GEMÄSSIGTE MODERNE
Dein Nachruf auf Arturo Toscanini erklärt reichlich apodiktisch, daß die Musik für den Maestro bei Debussy aufgehört habe. Das entspricht keineswegs den Tatsachen. Toscanini hat sich seinerzeit nachdrücklich für ein so modernes Werk wie Ravels »Bolero« eingesetzt, hat Schallplattenaufnahmen von »Daphnis und Chloe« dirigiert; er hat auch die frühen Werke Strawinskys (wäre der nicht schon längst eine Titelstory wert?*) aufgeführt und sich auch für eine Reihe anderer Zeitgenossen interessiert: Prokofieff, Kabalewsky, Schostakowitsch, den er für Amerika mitentdeckte, außerdem Samuel Barber, Aaron Copland, Don Gillis und andere. Der Mailänder Scala empfahl er nachdrücklich Gottfried von Einems »Dantons Tod«, und, um das Bild abzurunden: er dirigierte auch George Gershwins »Ein Amerikaner in Paris« für »His Master's Voice«.

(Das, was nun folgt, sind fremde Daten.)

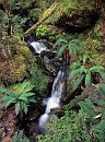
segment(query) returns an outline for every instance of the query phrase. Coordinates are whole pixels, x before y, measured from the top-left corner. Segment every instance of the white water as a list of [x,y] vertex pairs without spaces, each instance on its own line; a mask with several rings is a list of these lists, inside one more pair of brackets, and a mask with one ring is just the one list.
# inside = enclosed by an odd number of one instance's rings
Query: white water
[[63,71],[60,70],[54,81],[51,96],[43,100],[43,104],[46,105],[46,109],[45,109],[45,114],[42,115],[39,118],[38,125],[40,130],[45,129],[51,109],[60,108],[60,98],[65,86],[63,78],[65,78]]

Die Zwölfton-Radikalinskis werden Dir, lieber SPIEGEL, zweifellos beipflichten, daß Toscanini für die »Moderne«, wie sie den Begriff verstanden wissen wollen, absolut nichts übrig hatte. Schönbergs Name war ihm ein rotes Tuch, und nach dem Internationalen Musikfest im Jahre 1935 in Venedig erklärte Toscanini bissig nach einigen Uraufführungen, jetzt müsse man das Theater schließen und desinfizieren. Aber dennoch war er zeitgenössischen Werken gegenüber mit achtzig Jahren noch weit aufgeschlossener, als es bei uns,namhafte Endvierziger zu sein pflegen.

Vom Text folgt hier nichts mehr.